Elles arrivèrent en carriole, avec leurs familles, leurs cousins, leurs amoureux ; puis on signala les filles de Maillane, ayant Mistral à leur tête, et ce fut un spectacle inoubliable, par un beau ciel d’avril découpant les Arènes, lorsque, devant la foule assemblée au théâtre antique, Mistral se leva et prit la parole pour conjurer les filles du peuple de garder fidèlement leur jolie robe arlésienne. Les applaudissements ne cessèrent pas. Le coup d’œil était merveilleux.

Albalat nous apprend que Charles Roux vient alors de publier un superbe et luxueux volume sur l’histoire du costume en Provence, qui complète la documentation du Musée arlésien organisé par Mistral. Le grand poète de Mireille sait que le costume fait partie non seulement de la personne physique, mais de la personne morale, et que, pour ne pas changer d’âme, il faut d’abord ne pas changer d’habit, affirme encore le journaliste.

Mœurs, traditions, coutumes, tout se tient. Souvenirs, légendes, langue, costumes, terroir, nature, âme du peuple provençal, voilà t le patrimoine de Mistral ; voilà les choses dont il a revendiqué la garde, le culte et le maintien. Il est du peuple, il aime et défend le peuple. Il a chanté les paysans ; il a dédaigné Paris pour vivre avec eux. Lui qu’on accuse d’être réactionnaire, il est essentiellement démocrate, mais il l’est de la bonne manière, assène encore Albalat, qui invite ses lecteurs à relire la lettre écrite par Mistral à un ami qui, dans une critique littéraire, avait maltraité les paysans :

Costume du pays d'Arles

Costume du pays d’Arles

« ...Une question, dit-il, sur laquelle je crois devoir vous combattre, est celle des paysans. Il m’est impossible d’admettre que vos paysans – qui, après tout, parlent la langue d’Oc et sont fils du soleil – soient mauvais et abêtis comme ceux que vous peignez ! Prenez garde, mon bon ami, ne vous fiez pas au dire des petits bourgeois de province (ennemis-nés du paysan), ne vous laissez pas rebuter par la senteur de l’ail et la rudesse de l’écorce, allez manger et boire avec eux, et vous serez ravi des qualités humaines qui sont encore en eux.
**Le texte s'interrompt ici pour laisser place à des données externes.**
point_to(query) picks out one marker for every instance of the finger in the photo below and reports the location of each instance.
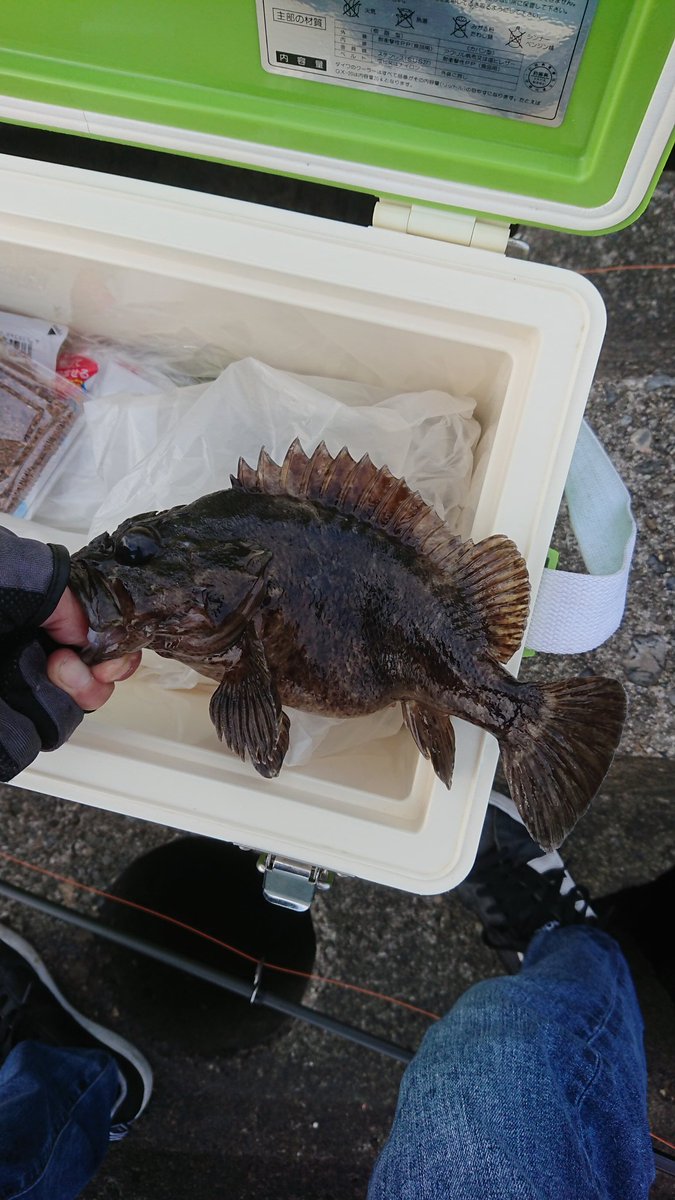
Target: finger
(115, 670)
(66, 670)
(67, 624)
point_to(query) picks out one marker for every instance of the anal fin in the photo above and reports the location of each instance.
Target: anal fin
(246, 711)
(434, 736)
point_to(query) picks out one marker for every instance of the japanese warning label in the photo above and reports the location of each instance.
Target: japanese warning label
(517, 58)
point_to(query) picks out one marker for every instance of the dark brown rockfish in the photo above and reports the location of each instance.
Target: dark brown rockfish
(328, 585)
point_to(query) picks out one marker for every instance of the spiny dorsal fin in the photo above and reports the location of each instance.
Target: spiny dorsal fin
(491, 575)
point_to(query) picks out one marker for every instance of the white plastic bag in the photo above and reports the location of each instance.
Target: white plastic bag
(426, 438)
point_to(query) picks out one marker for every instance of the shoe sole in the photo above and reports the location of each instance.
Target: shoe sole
(107, 1037)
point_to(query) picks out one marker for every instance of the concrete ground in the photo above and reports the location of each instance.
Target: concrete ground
(303, 1114)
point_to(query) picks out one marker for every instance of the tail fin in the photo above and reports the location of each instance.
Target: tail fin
(556, 757)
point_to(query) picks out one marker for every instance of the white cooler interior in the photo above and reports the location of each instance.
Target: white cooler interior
(129, 259)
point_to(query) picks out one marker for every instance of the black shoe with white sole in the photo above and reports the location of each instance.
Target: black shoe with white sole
(33, 1007)
(515, 888)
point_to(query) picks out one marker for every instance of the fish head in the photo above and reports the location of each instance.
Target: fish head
(167, 581)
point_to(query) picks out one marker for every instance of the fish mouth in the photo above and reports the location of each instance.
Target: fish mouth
(109, 611)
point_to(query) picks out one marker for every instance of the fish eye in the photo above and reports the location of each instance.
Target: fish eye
(136, 546)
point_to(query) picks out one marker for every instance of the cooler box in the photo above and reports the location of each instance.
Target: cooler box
(461, 119)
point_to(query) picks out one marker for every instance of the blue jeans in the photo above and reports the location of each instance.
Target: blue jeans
(55, 1110)
(532, 1087)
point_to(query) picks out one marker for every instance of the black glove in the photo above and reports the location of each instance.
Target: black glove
(34, 713)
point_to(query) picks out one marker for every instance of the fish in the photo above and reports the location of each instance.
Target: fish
(328, 585)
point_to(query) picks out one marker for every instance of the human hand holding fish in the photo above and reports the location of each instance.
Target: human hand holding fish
(328, 585)
(45, 685)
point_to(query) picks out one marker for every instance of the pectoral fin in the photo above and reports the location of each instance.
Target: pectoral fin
(434, 736)
(246, 711)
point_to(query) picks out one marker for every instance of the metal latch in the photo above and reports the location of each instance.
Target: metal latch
(441, 225)
(292, 885)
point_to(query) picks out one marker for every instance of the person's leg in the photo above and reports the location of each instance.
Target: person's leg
(55, 1107)
(67, 1085)
(533, 1086)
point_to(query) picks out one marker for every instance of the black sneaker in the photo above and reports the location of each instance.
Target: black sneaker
(515, 888)
(33, 1007)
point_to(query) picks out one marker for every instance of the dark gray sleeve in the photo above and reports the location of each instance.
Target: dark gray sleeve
(34, 713)
(34, 576)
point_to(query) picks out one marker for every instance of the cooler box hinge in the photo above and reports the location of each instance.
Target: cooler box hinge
(441, 225)
(292, 885)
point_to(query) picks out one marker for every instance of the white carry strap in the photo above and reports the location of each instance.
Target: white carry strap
(578, 612)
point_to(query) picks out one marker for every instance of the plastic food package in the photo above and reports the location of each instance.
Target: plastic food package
(426, 438)
(105, 367)
(40, 415)
(40, 340)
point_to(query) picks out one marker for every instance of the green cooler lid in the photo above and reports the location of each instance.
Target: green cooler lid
(547, 112)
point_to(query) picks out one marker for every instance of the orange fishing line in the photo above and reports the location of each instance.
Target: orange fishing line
(626, 267)
(209, 937)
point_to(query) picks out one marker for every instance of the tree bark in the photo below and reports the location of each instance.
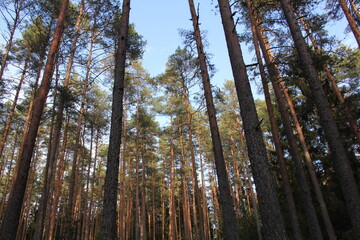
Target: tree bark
(108, 225)
(12, 111)
(185, 192)
(18, 7)
(275, 133)
(331, 78)
(12, 214)
(341, 162)
(270, 212)
(230, 222)
(59, 176)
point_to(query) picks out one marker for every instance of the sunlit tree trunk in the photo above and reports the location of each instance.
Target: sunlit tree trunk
(12, 214)
(275, 135)
(305, 193)
(18, 7)
(109, 215)
(173, 233)
(73, 193)
(269, 207)
(327, 120)
(331, 78)
(351, 20)
(13, 106)
(58, 184)
(229, 216)
(185, 193)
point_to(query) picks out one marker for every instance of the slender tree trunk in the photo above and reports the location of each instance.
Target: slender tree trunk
(143, 191)
(12, 111)
(355, 10)
(108, 225)
(305, 194)
(341, 162)
(270, 212)
(351, 20)
(18, 7)
(73, 182)
(12, 214)
(58, 184)
(185, 193)
(173, 234)
(334, 86)
(8, 177)
(277, 79)
(275, 135)
(122, 204)
(229, 216)
(253, 201)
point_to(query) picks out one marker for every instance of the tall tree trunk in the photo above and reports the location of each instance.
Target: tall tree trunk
(48, 173)
(73, 181)
(12, 111)
(58, 184)
(12, 214)
(355, 10)
(185, 192)
(270, 212)
(351, 20)
(275, 133)
(122, 204)
(339, 154)
(274, 73)
(108, 225)
(253, 201)
(305, 194)
(173, 234)
(228, 214)
(8, 177)
(143, 190)
(331, 78)
(18, 6)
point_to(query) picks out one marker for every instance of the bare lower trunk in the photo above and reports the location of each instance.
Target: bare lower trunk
(12, 214)
(275, 134)
(339, 154)
(229, 216)
(269, 207)
(12, 111)
(185, 194)
(351, 20)
(108, 225)
(18, 8)
(331, 78)
(305, 194)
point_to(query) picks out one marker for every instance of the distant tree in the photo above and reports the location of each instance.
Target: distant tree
(109, 215)
(12, 214)
(270, 212)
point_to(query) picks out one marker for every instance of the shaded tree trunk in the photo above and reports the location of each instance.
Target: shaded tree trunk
(18, 6)
(12, 214)
(12, 111)
(351, 20)
(270, 212)
(58, 184)
(334, 86)
(275, 133)
(228, 212)
(339, 154)
(108, 222)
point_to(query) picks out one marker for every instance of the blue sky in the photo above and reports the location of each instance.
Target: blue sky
(159, 22)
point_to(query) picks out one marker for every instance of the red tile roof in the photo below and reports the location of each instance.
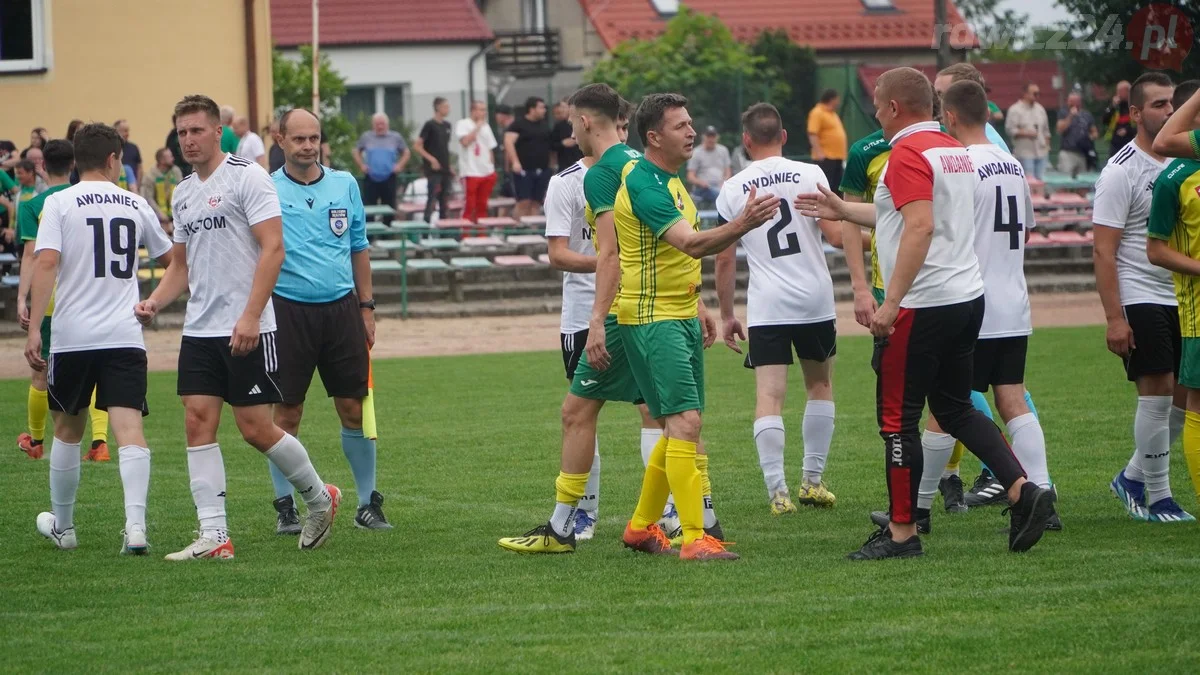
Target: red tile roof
(822, 24)
(378, 22)
(1006, 81)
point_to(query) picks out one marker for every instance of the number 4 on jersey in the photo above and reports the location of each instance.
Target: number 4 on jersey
(1013, 227)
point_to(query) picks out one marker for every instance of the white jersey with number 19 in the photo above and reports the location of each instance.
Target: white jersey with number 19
(96, 227)
(1003, 214)
(790, 280)
(214, 220)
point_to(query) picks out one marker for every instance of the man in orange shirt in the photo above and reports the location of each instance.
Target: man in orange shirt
(828, 137)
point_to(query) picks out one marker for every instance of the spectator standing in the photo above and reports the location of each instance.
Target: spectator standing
(275, 155)
(433, 145)
(250, 144)
(381, 154)
(228, 138)
(1117, 121)
(827, 137)
(527, 144)
(1078, 132)
(475, 162)
(565, 147)
(130, 153)
(1029, 129)
(709, 167)
(175, 150)
(159, 184)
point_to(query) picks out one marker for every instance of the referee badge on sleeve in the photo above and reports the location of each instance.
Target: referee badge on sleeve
(339, 220)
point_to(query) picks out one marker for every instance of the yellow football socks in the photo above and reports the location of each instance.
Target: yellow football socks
(655, 488)
(955, 458)
(685, 483)
(569, 488)
(99, 422)
(37, 408)
(1192, 448)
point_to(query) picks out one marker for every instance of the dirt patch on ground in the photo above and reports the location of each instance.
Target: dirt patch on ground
(444, 336)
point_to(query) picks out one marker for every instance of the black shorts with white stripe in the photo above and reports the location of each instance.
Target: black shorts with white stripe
(208, 368)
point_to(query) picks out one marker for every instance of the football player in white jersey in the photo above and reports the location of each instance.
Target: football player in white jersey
(790, 305)
(88, 243)
(1140, 304)
(1003, 215)
(228, 251)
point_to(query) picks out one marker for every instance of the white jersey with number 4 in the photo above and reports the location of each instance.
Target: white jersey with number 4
(96, 227)
(214, 220)
(565, 217)
(790, 280)
(1003, 214)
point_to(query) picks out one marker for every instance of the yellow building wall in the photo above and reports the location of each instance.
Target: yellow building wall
(133, 59)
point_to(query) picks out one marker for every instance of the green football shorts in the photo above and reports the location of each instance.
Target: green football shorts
(615, 383)
(667, 358)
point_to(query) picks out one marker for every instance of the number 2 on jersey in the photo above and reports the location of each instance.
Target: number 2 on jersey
(1013, 227)
(121, 234)
(792, 245)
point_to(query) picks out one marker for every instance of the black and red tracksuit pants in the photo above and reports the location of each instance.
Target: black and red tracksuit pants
(929, 357)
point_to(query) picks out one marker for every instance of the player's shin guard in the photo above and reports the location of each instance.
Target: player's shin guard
(685, 483)
(655, 488)
(136, 481)
(936, 449)
(1192, 448)
(905, 465)
(64, 483)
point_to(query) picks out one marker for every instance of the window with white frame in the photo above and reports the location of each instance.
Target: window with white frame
(22, 35)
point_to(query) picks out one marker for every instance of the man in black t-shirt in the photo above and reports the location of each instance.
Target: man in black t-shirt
(433, 145)
(527, 143)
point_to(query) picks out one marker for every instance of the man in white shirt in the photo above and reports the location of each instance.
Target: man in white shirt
(475, 161)
(1139, 302)
(928, 324)
(790, 305)
(250, 144)
(88, 244)
(228, 252)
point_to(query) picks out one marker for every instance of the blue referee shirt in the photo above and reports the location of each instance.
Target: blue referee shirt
(323, 223)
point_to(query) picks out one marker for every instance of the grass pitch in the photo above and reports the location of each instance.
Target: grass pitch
(468, 453)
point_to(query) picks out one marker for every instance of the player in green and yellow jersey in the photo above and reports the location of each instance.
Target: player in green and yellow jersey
(1174, 243)
(59, 157)
(659, 315)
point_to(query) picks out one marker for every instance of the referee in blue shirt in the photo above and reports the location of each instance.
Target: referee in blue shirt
(324, 309)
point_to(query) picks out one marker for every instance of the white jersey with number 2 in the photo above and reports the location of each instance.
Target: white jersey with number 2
(1003, 214)
(96, 227)
(790, 280)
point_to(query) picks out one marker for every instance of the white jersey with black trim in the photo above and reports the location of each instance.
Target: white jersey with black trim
(790, 279)
(1003, 214)
(1122, 201)
(565, 217)
(96, 227)
(214, 220)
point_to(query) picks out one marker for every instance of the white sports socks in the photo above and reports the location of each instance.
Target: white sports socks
(136, 479)
(936, 448)
(817, 438)
(293, 461)
(64, 483)
(769, 438)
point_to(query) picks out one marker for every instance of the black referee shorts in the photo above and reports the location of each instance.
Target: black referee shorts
(328, 338)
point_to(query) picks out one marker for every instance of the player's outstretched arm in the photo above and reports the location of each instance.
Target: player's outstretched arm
(1176, 138)
(759, 209)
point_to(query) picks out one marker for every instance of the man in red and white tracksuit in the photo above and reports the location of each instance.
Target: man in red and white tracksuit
(927, 327)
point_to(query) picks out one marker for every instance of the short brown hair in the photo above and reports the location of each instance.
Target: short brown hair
(652, 111)
(198, 103)
(969, 102)
(907, 87)
(959, 72)
(763, 124)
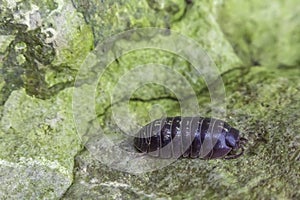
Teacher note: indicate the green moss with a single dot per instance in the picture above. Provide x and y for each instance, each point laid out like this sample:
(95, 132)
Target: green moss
(263, 33)
(42, 159)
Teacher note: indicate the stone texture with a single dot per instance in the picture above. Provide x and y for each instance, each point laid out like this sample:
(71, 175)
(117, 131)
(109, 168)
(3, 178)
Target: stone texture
(254, 44)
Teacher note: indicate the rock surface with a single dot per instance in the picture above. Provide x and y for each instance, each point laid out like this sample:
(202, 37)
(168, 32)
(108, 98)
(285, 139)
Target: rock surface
(43, 47)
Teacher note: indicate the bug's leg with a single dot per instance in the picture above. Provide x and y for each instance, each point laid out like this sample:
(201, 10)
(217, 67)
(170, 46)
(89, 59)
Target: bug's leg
(235, 155)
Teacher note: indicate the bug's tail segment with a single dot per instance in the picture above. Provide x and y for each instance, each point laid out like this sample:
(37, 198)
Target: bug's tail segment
(127, 145)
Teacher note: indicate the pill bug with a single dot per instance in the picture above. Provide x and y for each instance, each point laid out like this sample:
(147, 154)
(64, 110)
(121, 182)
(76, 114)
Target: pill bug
(191, 137)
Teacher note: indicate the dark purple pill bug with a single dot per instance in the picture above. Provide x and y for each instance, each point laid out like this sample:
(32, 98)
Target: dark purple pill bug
(192, 137)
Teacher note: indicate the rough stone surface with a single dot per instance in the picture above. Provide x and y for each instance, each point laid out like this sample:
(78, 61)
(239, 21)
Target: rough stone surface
(254, 44)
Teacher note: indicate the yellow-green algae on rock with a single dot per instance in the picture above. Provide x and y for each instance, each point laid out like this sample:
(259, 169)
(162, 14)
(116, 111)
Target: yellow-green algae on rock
(254, 44)
(42, 44)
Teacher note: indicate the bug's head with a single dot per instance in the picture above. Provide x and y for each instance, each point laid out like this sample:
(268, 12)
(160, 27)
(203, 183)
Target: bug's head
(232, 138)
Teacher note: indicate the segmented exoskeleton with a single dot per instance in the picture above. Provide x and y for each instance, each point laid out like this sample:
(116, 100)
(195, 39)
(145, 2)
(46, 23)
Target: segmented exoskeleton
(192, 137)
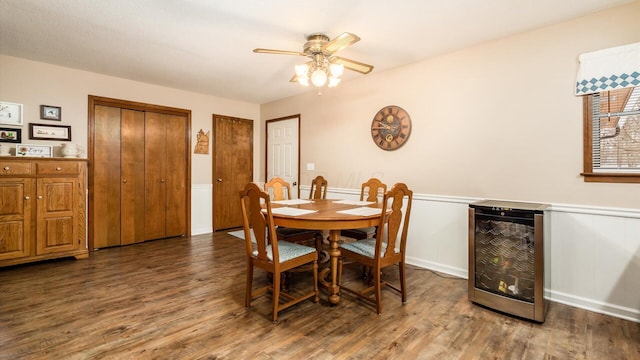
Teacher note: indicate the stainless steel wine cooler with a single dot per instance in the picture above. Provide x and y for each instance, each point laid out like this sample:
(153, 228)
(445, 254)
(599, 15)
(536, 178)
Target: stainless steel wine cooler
(506, 257)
« Me ferais-je illusion ? Les courses de taureaux, la conservation vivace de la langue provençale, les fêtes grecques en plein air (lutte, saut, course, etc.) et nos vieilles traditions municipales – toutes choses qu’on nous reproche et qu’on nous arrache avec la peau – auraient-elles contribué à sauver les paysans de Provence de l’humiliation morale que vous trouvez chez lés vôtres ? Je ne sais ; mais, pour moi, les vrais hommes, dignes de ce nom, les seuls qui offrent encore à l’artiste des mouvements naturels, des lignes gracieuses, des couleurs accentuées, des passions indomptables, ce sont les hommes de la terre.

« Ils aiment la terre avec rage, c’est vrai ; mais quel homme, s’il n’avait pas au cœur cette passion sauvage, pourrait subir, toute une vie, cette lutte harassante avec le sol pour quarante sous par jour ? Et puis, pour arriver à l’indépendance, quelle autre voie ont-ils que la conquête de la glèbe ? Allons, mon beau, ne soyez pas si dur aux nourriciers de notre espèce, – et, pour, aujourd’hui, restons-en là... Vous m’avez mis en colère. »

Cette passion pour le sol natal et pour les hommes qui le cultivent a toujours été sincère chez Mistral. Non seulement il a toujours voulu vivre au milieu d’eux, mais il est resté fidèle à leur langue, cette langue dont il a retrouvé les lettres de noblesse et qu’il a si merveilleusement ressuscitée. C’est la langue provençale qui unit Mistral à ses compatriotes et à son pays. C’est avec ce langage imagé et robuste qu’il a écrit des poèmes qui ne périront pas, et qu’il continue à nous donner des œuvres originales.

Mistral, en effet, vient d’achever en provençal la traduction de la Genèse à laquelle il travaillait depuis des années, écrit Antoine Albalat, qui conclut ainsi : l’auteur de Mireille se mesurant avec la Bible ! Ce sera beau ; et je crois bien que lui seul était capable de rendre dignement l’immortelle magnificence du vieux texte biblique.